3. Optional parts 21 and 22 appear to be reversed in the instructions. The 1701 has a black vent with more narrower fins if I'm not mistaken?

4. What colour are the bridge dome and sensor dome? The bridge dome looks silver coated pearlescent and I just can't figure the sensor dome colour.

5. I've tried the Tamiya rattle can pearlescent white and it looks good on a test piece, but the cans are tiny and expensive. Is there a more economical way of sourcing white pearlescent paint?

Thanks in advance. I'm probably going to have more questions as I go, but that's enough to get me started.
I will be lighting the kit using the Trekmodeller lighting kit and I've got Paul's excellent Paragrafix PE set coming as well.


----------



## galaxy_jason (May 19, 2009)

Skip the duck egg blue. Its not even close. The blue areas are Flocker Medium Blue.

As for the other colors and the "Aztec", you can use the decals but the best
results are done with interference colors.

I will take you a few days to read through but check out this thread, all you 
need to know. The discussion of the pearl paint evolves over time, check out
my research towards the end...

http://www.hobbytalk.com/bbs1/showthread.php?t=188494

Here is how it is supposed to look ..

http://www.galaxyphoto.com/jw_ent.htm


----------



## OzyMandias (Dec 29, 2004)

Thanks Jason. I'll check through the thread and your site.


----------



## OzyMandias (Dec 29, 2004)

Fascinating information Jason, thanks for pointing that thread out. Love your Enterprise! 

I have already elected to go the pearl white and Aztec decals. I've seen some tremendous results using these (although I do understand it is nothing like Paul's original process.
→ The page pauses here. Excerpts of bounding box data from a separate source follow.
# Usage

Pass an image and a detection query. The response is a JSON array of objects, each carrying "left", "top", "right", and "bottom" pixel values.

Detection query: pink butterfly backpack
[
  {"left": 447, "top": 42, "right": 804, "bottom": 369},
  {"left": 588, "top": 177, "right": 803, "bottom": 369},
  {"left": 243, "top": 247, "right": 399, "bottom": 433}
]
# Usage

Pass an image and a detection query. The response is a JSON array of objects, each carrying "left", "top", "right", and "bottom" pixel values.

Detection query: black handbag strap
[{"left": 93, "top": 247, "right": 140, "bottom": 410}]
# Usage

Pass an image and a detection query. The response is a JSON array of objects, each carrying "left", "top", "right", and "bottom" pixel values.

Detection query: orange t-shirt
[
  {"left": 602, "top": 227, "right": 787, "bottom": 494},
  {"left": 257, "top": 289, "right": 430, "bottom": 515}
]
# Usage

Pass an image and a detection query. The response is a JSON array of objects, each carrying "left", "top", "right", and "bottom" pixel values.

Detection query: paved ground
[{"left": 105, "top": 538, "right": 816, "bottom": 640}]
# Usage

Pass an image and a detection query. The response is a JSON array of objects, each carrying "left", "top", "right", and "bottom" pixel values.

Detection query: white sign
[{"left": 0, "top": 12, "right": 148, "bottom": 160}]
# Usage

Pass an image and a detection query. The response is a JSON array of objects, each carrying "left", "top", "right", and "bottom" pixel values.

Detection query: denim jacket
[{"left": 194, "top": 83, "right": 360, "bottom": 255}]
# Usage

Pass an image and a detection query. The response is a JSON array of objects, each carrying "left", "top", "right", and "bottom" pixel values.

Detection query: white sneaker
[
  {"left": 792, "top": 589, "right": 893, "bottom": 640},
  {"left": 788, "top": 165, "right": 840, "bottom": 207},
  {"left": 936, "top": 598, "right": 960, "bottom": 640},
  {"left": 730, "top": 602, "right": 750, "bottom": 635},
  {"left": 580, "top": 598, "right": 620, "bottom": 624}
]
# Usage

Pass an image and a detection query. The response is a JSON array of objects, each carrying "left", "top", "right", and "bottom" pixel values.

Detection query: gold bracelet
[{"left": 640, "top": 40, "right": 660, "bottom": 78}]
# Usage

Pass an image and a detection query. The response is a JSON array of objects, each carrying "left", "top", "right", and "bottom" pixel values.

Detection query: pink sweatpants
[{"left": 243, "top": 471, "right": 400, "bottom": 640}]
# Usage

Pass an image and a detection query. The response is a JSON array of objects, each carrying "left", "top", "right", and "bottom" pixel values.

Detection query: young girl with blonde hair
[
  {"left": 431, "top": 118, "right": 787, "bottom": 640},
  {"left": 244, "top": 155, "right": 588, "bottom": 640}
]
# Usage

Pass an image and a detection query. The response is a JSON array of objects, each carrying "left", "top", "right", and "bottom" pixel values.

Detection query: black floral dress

I bought his book!) and my airbrushing skills just are not up to the task of trying to replicate that. 

If anyone on the board has used the decals, I'd love to hear how you went with them, and maybe you can answer my previous questions?


----------



## Garbaron (Apr 23, 2004)

Hey Ozy, let me see if I can answer some of your questions: 

1 - If you want to apply the decals you should apply a pearl white first, than the darker non white areas. You can also paint the ship primer white (original studio model color), paint the detail colors (strongback "engineering green", deflector area etv.) and get pearl white to dust it over. Most pearl colors are not opaque and need a base color. But as Jason pointed out, you'll only get the correct looks if you paint the Aztec yourself. Its time consuming, yes, but so worth it. I know, I have done it. You can find a gallery of my finished model right -here-, two links to the buildup threads are at the end. 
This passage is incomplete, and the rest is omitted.